When it's time for steam engines, steam engines appear. I recall Neal Stephenson saying that though I think he may have nicked it from somewhere. Basically, sometimes you have to wait for the time to be right. Microsoft were producing tablets and hybrids for years before the iPad came out. They were good for some things, but the technology of the time made them big, heavy things with limited screen sensitivity and responsiveness. Apple timed things just right - they waited until the technology was there for something light and quick and then leveraged their success with phones into a scaled up tablet. It was steam engine time - the conditions for success were just right. You had the technology and wireless internet becoming pervasive and affordable. That's what all the fuss is about. You call it recycling of past ideas of form and function, but you might as well say a modern jet is a recycling of the Wright brother's work. Things like the Surface were not possible ten years ago and if they had been the wireless Internet wasn't everywhere or cheap enough... It's basically a tablet that you can also be productive on. I think it's going to sell great.

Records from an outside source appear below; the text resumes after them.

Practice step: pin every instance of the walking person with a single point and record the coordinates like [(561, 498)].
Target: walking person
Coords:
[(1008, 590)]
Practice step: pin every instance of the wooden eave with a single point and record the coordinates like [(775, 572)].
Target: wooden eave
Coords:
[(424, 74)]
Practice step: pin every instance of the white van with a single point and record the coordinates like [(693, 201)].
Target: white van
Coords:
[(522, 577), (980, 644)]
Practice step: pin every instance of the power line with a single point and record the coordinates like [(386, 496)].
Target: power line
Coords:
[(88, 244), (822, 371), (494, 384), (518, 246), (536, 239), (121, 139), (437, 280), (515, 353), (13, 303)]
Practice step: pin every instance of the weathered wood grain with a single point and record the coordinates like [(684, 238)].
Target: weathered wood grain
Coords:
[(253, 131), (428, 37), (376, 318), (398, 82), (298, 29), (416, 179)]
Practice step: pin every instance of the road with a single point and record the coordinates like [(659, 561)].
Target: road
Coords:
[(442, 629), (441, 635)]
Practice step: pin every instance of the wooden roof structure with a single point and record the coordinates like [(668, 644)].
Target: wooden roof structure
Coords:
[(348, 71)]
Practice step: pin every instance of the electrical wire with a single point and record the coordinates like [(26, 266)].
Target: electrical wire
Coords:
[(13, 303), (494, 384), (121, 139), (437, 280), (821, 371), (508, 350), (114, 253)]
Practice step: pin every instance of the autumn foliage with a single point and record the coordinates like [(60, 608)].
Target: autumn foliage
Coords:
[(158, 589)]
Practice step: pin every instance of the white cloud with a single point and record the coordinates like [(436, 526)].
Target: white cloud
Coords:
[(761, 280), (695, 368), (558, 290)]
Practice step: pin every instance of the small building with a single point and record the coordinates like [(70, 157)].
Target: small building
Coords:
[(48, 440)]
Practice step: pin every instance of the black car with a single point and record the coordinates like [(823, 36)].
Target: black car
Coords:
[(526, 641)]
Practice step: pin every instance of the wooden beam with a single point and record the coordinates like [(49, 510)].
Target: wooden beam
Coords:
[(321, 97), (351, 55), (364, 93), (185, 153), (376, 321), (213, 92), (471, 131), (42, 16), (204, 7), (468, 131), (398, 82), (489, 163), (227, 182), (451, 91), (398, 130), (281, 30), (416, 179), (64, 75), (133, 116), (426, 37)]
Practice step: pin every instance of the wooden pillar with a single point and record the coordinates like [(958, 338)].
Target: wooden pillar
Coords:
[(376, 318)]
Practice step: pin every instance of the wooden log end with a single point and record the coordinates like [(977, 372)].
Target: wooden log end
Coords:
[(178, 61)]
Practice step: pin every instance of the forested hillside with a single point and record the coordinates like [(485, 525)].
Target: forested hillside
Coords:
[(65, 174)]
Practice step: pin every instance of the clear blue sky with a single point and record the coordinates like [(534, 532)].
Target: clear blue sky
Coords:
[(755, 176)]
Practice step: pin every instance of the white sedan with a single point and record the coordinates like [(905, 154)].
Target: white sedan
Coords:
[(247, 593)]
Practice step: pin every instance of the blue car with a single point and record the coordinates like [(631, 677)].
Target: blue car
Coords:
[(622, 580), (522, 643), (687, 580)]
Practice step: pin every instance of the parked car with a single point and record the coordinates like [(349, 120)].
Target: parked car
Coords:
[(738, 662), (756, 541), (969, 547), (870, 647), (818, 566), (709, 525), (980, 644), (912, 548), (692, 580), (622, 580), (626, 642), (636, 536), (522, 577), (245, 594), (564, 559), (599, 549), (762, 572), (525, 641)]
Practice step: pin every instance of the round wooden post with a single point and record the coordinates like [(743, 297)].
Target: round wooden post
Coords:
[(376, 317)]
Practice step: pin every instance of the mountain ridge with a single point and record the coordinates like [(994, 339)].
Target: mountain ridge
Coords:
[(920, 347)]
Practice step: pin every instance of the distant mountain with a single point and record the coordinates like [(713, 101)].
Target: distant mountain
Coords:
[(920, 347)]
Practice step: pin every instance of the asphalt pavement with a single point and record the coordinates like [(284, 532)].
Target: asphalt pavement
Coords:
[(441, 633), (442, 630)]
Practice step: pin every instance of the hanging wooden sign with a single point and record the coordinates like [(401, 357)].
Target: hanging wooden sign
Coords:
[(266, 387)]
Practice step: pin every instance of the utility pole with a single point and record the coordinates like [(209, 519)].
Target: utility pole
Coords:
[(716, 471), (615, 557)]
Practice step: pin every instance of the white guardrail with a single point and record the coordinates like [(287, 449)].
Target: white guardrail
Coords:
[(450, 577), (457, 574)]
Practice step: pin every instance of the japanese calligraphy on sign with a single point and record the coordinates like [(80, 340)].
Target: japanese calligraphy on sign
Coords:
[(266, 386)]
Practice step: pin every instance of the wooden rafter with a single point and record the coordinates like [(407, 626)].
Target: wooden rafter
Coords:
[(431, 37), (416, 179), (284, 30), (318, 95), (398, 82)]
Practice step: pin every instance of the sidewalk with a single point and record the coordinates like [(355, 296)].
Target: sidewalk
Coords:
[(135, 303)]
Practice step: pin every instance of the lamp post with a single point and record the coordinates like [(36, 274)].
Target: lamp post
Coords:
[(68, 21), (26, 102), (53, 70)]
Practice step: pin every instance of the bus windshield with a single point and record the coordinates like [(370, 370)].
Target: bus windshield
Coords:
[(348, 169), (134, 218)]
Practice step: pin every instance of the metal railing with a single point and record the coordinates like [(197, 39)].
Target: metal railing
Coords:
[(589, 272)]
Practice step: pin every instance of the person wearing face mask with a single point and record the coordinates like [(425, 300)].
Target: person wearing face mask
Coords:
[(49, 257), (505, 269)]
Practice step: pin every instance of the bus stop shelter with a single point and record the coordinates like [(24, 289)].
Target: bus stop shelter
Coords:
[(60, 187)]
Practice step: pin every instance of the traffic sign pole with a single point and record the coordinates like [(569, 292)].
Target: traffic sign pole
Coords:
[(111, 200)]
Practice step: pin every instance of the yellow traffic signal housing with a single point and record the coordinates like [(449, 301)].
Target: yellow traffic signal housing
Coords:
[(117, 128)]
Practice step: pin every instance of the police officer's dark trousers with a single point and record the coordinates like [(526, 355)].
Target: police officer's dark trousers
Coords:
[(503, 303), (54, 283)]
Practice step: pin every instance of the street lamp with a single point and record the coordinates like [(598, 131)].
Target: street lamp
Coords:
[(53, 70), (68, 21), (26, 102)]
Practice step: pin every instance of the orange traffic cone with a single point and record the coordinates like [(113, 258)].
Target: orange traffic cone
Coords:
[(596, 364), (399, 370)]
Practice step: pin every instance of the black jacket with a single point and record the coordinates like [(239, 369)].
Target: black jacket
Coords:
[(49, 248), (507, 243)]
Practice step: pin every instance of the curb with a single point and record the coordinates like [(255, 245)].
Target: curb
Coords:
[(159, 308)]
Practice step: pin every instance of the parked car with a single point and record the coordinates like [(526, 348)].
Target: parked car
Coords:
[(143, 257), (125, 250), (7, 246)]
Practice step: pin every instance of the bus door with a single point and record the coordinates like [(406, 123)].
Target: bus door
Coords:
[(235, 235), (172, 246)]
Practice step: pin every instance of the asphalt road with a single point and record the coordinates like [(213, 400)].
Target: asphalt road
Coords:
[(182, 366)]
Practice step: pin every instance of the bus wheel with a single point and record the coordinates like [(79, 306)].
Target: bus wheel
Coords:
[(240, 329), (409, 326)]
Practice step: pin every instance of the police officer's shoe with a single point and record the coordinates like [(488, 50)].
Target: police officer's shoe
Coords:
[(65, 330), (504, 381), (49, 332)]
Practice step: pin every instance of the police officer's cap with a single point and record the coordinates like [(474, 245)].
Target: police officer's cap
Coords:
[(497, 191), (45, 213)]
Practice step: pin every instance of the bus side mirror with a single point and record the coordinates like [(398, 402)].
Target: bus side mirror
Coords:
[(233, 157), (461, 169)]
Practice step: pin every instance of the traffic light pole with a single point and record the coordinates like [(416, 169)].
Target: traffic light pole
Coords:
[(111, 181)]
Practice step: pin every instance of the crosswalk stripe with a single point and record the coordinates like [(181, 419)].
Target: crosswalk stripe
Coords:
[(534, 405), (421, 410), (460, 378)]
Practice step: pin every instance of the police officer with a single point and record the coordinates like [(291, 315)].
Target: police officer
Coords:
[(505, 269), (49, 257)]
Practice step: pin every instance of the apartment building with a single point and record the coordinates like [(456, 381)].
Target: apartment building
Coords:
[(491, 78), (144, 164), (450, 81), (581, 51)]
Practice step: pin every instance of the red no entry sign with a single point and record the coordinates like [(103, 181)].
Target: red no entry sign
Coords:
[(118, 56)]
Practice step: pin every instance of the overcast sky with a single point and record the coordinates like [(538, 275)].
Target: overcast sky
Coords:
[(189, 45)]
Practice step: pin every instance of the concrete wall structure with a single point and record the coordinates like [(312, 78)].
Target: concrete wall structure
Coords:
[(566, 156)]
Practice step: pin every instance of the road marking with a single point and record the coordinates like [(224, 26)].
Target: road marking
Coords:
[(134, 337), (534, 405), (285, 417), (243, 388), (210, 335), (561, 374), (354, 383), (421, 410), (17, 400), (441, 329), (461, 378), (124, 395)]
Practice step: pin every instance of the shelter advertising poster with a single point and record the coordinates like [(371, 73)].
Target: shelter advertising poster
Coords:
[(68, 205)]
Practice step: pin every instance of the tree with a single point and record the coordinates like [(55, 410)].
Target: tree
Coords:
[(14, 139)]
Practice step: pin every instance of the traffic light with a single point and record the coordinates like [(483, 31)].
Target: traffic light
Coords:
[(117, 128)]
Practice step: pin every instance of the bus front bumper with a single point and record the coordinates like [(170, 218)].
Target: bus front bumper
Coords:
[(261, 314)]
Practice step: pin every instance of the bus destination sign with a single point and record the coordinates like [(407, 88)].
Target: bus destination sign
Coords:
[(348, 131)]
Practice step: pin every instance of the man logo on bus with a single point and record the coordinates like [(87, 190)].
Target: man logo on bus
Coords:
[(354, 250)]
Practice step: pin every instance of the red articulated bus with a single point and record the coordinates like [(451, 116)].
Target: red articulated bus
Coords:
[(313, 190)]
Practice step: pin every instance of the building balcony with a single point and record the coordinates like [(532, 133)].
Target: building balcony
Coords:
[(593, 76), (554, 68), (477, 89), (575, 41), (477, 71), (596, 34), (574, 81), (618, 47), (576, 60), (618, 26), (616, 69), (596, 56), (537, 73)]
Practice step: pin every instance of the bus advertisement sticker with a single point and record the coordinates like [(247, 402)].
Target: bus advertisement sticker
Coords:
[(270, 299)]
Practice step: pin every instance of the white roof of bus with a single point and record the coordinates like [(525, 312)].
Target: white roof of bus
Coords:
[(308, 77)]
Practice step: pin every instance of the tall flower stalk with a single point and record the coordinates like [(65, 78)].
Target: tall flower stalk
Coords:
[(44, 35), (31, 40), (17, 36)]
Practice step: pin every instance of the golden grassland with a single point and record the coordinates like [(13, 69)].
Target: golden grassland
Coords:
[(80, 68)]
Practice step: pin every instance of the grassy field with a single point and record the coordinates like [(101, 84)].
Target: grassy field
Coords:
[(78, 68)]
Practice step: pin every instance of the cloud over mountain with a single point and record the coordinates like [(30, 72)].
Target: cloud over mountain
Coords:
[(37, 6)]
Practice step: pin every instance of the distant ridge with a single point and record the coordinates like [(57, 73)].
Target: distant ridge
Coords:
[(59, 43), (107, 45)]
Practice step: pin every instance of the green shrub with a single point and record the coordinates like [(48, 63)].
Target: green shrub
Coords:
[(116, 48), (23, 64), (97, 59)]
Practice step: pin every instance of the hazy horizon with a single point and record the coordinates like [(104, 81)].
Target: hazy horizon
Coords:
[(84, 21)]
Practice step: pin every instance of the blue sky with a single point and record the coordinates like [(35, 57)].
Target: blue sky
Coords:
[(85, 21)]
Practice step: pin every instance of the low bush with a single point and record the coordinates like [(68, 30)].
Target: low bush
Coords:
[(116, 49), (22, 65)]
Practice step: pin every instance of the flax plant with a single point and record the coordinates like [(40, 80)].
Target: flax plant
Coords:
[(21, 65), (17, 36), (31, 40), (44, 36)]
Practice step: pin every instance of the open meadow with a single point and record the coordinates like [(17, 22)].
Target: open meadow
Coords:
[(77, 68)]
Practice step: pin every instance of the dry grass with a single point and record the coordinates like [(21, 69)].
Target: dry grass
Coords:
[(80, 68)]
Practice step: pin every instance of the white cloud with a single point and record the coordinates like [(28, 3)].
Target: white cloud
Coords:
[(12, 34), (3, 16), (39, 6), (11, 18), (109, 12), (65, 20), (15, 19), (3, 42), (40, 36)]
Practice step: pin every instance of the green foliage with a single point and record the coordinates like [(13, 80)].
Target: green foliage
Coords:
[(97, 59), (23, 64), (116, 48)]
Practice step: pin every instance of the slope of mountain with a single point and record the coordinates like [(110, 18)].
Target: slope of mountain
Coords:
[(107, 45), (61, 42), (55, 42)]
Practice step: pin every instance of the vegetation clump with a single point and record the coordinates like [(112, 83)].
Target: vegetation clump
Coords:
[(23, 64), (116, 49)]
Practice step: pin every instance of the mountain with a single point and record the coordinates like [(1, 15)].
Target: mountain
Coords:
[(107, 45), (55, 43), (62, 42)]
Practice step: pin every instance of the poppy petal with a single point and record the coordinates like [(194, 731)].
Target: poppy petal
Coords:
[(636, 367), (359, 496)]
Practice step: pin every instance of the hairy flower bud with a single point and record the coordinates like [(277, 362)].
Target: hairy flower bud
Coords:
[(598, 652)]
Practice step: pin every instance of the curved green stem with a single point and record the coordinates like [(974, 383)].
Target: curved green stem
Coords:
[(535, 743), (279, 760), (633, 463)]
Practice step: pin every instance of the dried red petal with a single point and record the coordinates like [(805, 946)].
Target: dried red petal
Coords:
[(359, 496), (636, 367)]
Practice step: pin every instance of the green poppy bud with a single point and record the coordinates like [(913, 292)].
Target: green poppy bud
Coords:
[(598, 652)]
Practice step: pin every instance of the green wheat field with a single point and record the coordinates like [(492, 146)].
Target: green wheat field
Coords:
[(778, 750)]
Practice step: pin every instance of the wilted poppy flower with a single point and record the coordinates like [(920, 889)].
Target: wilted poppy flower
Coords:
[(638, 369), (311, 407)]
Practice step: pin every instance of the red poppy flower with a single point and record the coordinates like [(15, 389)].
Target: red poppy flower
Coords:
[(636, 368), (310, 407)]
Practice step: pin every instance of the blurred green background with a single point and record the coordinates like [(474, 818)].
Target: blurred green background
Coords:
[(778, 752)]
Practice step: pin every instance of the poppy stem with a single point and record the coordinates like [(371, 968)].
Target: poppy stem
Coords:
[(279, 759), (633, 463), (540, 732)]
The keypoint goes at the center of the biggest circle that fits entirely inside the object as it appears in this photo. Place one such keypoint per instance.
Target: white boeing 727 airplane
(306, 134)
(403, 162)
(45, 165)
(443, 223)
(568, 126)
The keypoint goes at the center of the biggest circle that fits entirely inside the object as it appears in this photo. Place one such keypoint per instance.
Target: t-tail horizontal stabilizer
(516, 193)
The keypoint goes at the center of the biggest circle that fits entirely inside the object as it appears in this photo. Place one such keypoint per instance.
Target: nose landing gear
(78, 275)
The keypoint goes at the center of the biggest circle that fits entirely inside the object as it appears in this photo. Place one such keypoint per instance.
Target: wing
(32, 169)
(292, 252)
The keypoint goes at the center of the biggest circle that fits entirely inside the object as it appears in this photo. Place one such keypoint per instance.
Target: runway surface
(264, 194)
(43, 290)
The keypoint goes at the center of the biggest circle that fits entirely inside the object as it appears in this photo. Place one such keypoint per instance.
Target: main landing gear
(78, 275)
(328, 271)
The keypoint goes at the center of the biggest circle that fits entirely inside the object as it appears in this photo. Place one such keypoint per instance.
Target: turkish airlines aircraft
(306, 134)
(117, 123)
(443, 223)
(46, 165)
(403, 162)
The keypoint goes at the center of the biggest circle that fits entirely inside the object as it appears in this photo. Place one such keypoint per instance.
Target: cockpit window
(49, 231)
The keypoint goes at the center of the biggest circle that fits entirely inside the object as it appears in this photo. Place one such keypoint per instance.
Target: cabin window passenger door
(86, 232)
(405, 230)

"So far as pricing goes, 'free' would probably be too much for me to pay for any of them and as for one with an apple on it, you could not even pay me to take it away."
Well I'm not an Apple user, but I suspect that's hyperbole. They're good machines as far as I can see. At any rate, you've clearly marked yourself as not the target market. Good for you. Rest of us are going to love having a ultrabook light device that we can both work on and sofa-surf on and take notes on with a stylus and have multi-user accounts on and connect standard interfaces to...
Re: well
"Givin all the android tablets out there are pretty shootty to"
Samsung Galaxy Note
Galaxy Tab 2
Asus Transformer Prime
On your definition, what isn't "pretty shootty"?